An Interview with Franz Kögl
At the Enterprise Search Summit in London, England, June 2012, I spoke with representatives of a German search and content processing company. IntraFind opened for business in year 2000. What I found interesting was the firm’s strong commitment to open source search technology. I am working on a report about open source search, and IntraFind is one of the commercial firms involved in open source search with a track record that spans a decade and more.
I was able to arrange a series of follow up conversations with one of the founders of the company, Franz Kögl. The full text of our interview and subsequent discussion appears below:
What's the history of your firm?
IntraFind was founded by Bernhard Messer and me in 2000 with one idea. We wanted to give internet users a system which would deliver simple and quick access to the information in an enterprise.
Early on, we decided to focus on Intranet and enterprise search. For more than a decade, we have had the vision of providing a system which can extract what we call “the hidden knowledge: from unstructured and structured textual information. We wanted to handle the many different types of content sources. IntraFind is now grown up to 27 people, and some more will follow soon. We also have well known references within the enterprise segment.
How do your clients perceive your solution?
Ah, good point. I think that from our clients’ view, IntraFind provides a solution which makes it really simple for every employee to access corporate knowledge in a quick and easy way.
An important point is that IntraFind means more than just search. We go, as you say, “beyond search.” After more than 11 years doing enterprise search, I still find the challenges exciting. We closely work together with our customers to make clear the wide range of possible use cases enabled by IntraFind products.
About two years ago we started implementing solutions for metadata generation. Again this is completely beyond search. Our clients have reacted very positively on the increased ways to make use of IntraFind software products in day-to-day use.

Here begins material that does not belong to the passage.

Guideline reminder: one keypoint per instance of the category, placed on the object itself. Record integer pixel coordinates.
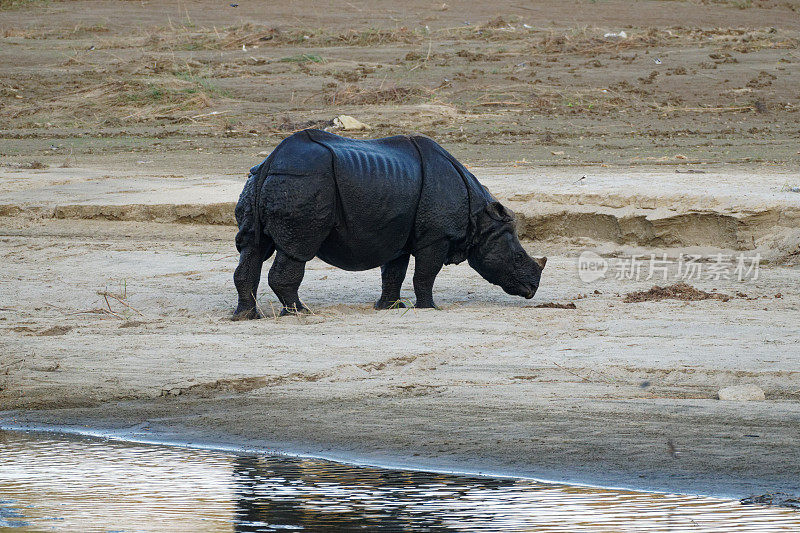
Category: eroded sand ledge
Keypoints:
(593, 394)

When did you become interested in text and content processing?
In 1999, Bernhard Messer, my founding partner, and I began set out to provide consulting and professional services to organizations struggling with information access. As you know, the German language is very complex, e.g., full of irregularities and multiple-word terms. And so we started to develop.
Yes, I remember learning the word bildungsroman and reading Wilhelm Meisters Lehrjahre. Tough sledding for me.
Yes, for me too. The point is that stemmers do not deliver the quality we need for German. Therefore, we came up with the idea to develop a morphologically enhanced and semantic-based system which shifts the burden of complexity from the user to our system.
What are other areas of IntraFind’s research activities?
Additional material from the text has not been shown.